このほか、地域生活支援事業の身体障害者補助犬育成事業では、自治体が行う身体障害者補助犬の育成のほか、育成計画の策定や普及啓発も補助対象としており、今後、より一層活用されることを期待しています。
6 今後の課題
法の施行により、身体障害者補助犬を同伴した障害者の社会参加が以前より進んだ一方、ペットと間違われたり、身体障害者補助犬への理解が不十分だったりする事例が未(いま)だにあるようです。また、身体障害者補助犬がいれば援助がいらないと勘違いされて、必要な支援が得られないこともあるようです。

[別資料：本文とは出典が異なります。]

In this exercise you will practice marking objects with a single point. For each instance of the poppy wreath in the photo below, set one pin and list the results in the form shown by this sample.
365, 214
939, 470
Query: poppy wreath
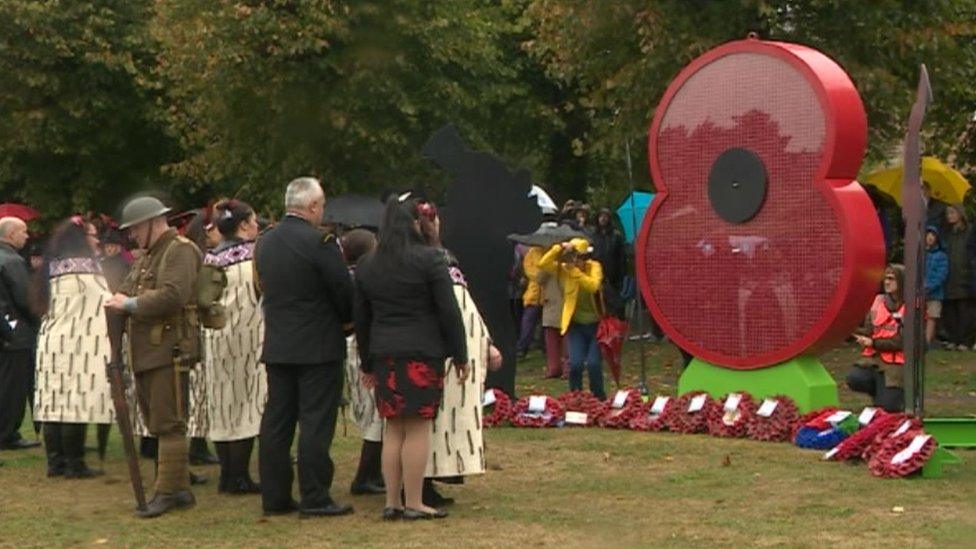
883, 463
498, 412
684, 421
778, 427
550, 417
893, 429
646, 420
808, 417
854, 446
619, 418
731, 423
583, 402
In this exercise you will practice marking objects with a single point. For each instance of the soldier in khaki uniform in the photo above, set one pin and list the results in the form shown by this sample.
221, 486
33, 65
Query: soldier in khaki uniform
158, 296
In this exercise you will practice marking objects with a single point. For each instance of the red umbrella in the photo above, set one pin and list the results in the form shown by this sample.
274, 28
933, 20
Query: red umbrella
610, 335
25, 213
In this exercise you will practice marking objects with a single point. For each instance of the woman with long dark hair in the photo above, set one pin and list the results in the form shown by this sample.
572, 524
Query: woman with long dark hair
236, 382
71, 388
407, 324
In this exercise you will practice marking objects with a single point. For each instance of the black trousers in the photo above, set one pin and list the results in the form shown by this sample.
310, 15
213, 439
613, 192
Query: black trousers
16, 380
871, 381
306, 395
957, 319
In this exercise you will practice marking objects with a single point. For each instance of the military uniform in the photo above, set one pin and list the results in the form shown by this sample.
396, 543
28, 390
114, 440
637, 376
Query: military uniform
164, 339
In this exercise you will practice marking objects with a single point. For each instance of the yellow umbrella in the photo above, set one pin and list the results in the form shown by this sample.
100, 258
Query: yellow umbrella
947, 184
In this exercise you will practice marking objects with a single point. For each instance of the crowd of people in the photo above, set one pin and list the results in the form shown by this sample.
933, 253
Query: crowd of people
237, 332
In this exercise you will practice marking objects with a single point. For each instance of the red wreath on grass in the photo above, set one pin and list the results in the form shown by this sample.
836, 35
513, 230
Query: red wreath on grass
808, 417
583, 402
854, 446
645, 421
778, 427
619, 418
882, 464
550, 417
683, 421
730, 424
500, 410
891, 430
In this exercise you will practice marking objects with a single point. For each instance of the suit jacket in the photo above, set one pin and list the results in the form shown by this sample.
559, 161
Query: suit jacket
14, 282
163, 280
307, 294
408, 309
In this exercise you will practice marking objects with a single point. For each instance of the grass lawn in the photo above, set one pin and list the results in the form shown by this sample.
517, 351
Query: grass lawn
565, 487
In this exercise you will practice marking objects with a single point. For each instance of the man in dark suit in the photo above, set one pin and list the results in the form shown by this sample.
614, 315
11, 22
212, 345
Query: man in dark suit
17, 349
307, 307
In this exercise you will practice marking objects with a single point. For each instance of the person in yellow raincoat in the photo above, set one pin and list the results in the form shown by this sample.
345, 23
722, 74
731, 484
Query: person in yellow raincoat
580, 278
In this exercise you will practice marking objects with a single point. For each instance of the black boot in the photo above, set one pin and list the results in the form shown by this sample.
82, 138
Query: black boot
54, 449
148, 446
369, 476
200, 453
238, 475
73, 441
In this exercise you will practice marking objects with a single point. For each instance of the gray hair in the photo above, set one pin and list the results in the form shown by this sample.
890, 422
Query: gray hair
7, 225
302, 192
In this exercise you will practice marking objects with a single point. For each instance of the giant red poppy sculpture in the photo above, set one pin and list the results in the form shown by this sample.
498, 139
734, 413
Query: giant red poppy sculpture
760, 249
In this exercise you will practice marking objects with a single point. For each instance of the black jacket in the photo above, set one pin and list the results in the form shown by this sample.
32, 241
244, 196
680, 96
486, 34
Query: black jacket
408, 309
307, 294
14, 283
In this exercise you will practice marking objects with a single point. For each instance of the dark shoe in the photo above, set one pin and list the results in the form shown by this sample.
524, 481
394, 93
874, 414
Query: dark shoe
331, 510
367, 489
286, 510
413, 514
20, 444
241, 486
164, 503
78, 470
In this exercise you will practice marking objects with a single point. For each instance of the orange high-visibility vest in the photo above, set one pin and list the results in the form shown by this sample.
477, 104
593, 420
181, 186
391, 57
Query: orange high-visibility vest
886, 325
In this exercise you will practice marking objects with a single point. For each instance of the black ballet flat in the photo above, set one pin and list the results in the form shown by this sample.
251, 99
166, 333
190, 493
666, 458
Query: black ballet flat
413, 514
392, 513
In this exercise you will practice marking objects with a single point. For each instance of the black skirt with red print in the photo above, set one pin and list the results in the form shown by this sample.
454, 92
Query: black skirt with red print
408, 387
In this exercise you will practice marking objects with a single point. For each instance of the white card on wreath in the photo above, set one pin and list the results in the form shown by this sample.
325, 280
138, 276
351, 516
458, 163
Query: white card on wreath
619, 399
659, 403
838, 417
768, 407
903, 428
537, 404
576, 418
732, 402
867, 416
912, 449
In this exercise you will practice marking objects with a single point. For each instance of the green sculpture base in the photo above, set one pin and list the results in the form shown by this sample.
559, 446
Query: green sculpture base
804, 379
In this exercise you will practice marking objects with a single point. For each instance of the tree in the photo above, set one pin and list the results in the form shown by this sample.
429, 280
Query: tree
77, 121
615, 59
262, 91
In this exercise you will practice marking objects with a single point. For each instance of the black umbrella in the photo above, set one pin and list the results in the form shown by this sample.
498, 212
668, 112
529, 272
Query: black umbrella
547, 235
353, 210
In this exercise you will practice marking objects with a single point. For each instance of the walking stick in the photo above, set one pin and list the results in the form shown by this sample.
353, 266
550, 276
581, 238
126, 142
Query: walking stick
116, 325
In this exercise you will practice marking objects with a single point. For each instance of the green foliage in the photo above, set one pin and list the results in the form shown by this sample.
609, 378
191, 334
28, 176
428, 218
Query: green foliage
260, 92
77, 128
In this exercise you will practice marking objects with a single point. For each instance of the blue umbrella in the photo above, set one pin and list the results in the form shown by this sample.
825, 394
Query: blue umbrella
631, 213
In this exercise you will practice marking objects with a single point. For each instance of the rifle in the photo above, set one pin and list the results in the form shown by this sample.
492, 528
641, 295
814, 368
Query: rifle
114, 368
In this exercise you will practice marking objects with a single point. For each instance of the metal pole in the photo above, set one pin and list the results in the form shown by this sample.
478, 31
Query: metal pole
638, 298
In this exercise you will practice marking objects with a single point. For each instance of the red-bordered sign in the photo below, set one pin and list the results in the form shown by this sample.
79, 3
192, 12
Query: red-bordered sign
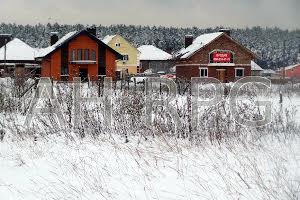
222, 57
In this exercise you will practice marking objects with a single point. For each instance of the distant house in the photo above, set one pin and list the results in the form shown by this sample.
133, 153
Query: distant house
130, 53
256, 70
215, 55
155, 59
293, 71
269, 73
78, 53
18, 57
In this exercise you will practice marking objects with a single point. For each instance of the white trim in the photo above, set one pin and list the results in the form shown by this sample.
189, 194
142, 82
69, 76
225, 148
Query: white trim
206, 68
238, 68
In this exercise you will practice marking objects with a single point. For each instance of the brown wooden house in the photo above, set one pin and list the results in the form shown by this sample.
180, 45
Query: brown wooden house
78, 54
215, 55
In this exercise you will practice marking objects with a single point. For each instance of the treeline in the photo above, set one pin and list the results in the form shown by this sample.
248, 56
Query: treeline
275, 47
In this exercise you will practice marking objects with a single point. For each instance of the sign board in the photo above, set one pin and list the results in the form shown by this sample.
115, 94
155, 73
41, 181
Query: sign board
222, 57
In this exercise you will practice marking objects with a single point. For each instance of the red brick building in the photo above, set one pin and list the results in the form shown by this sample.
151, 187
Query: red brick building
293, 72
78, 54
214, 55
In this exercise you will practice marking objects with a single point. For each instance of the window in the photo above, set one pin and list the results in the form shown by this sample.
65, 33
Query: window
239, 72
64, 70
93, 55
125, 57
73, 55
203, 72
86, 54
79, 54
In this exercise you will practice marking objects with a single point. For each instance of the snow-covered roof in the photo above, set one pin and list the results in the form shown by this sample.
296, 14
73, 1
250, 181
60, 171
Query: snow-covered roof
149, 52
292, 66
16, 49
198, 43
108, 38
255, 67
268, 71
45, 51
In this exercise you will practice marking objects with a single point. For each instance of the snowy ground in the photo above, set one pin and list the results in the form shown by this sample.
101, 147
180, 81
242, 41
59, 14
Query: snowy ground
107, 169
54, 167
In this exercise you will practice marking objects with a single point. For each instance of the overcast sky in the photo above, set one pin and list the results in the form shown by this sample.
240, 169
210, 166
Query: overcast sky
183, 13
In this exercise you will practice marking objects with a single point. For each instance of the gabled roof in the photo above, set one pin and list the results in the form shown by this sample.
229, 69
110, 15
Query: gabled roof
268, 71
108, 38
255, 67
202, 41
292, 66
67, 38
149, 52
197, 44
17, 50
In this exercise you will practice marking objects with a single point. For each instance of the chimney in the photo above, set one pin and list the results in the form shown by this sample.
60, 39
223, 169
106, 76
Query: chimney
92, 30
227, 31
188, 40
4, 39
53, 38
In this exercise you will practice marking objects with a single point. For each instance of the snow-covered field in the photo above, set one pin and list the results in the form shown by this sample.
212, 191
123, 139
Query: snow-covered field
257, 164
107, 169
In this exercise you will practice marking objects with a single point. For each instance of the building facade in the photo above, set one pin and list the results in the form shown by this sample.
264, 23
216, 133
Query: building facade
130, 60
78, 54
293, 71
214, 55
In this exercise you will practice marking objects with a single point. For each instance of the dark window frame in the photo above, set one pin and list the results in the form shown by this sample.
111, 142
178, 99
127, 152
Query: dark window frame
93, 55
86, 54
79, 54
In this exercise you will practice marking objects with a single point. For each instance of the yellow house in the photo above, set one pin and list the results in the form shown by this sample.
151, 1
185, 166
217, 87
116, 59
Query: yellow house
130, 62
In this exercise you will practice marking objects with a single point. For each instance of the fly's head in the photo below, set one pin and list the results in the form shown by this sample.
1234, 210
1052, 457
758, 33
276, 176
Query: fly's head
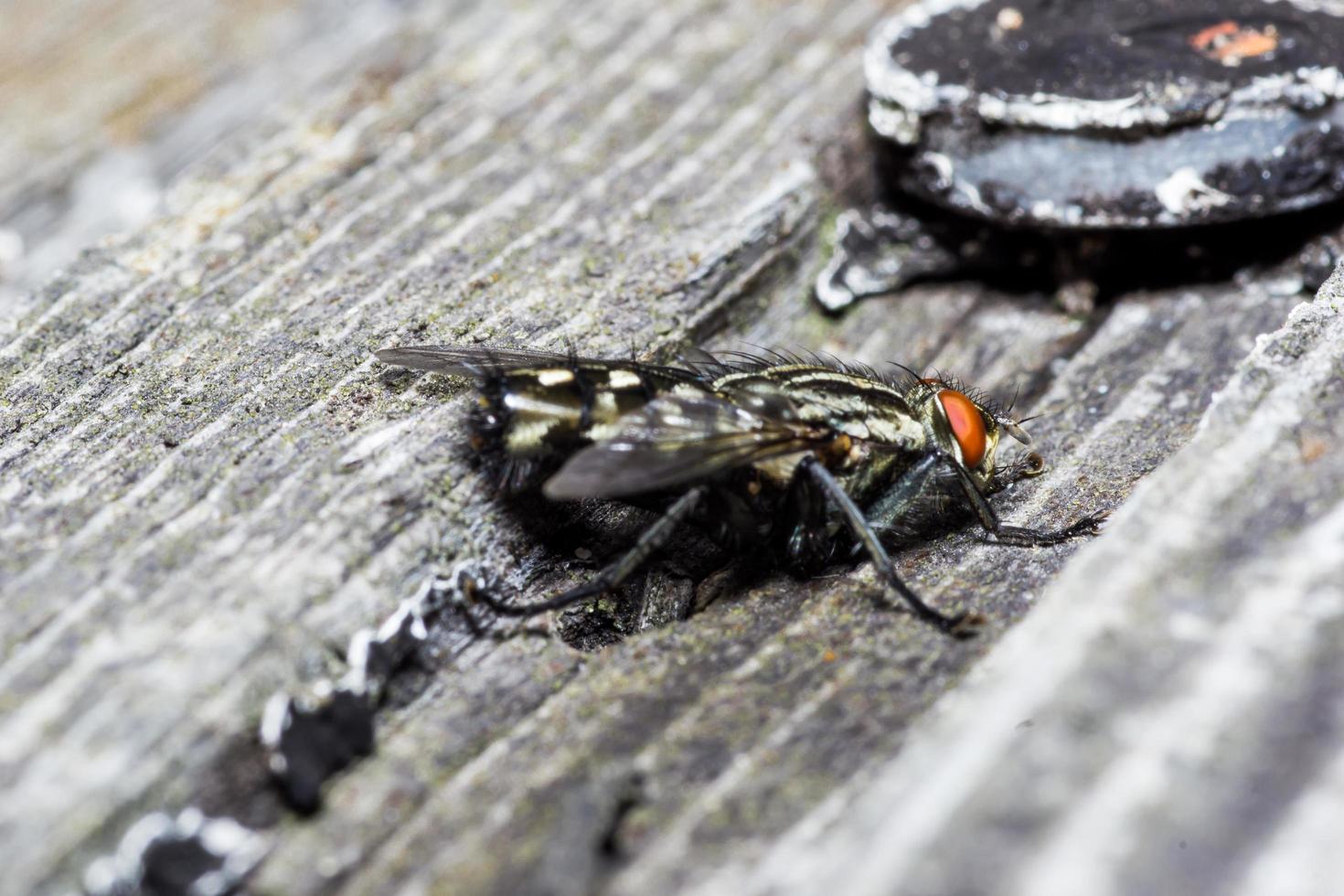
966, 426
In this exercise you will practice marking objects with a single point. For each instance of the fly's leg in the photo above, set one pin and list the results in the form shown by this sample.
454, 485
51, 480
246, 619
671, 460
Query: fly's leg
961, 624
1014, 535
612, 575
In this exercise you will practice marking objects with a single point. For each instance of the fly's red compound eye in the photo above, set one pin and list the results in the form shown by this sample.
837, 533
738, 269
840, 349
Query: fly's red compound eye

特に、医療機関に同伴できなかったといった相談がよく聞かれます。厚生労働省では、医療機関の方に身体障害者補助犬法を理解していただくため、一般向けに加えて医療機関向けのリーフレットを作成し、さらなる普及啓発に努めているところです。
また、諸外国から来日される障害のある外国人に、日本の身体障害者補助犬法についてご理解いただくためのポータルサイトを公開する予定です。
7 おわりに
障害者差別解消法が2016年4月に施行され、障害のある人の権利保障がますます重要になっています。そういった背景も踏まえると、障害のある人の自立と社会参加のためには身体障害者補助犬法の趣旨と意義を多くの方々に正しくご理解いただくことが重要です。厚生労働省では、今後も更なる普及啓発に努めていきたいと考えています。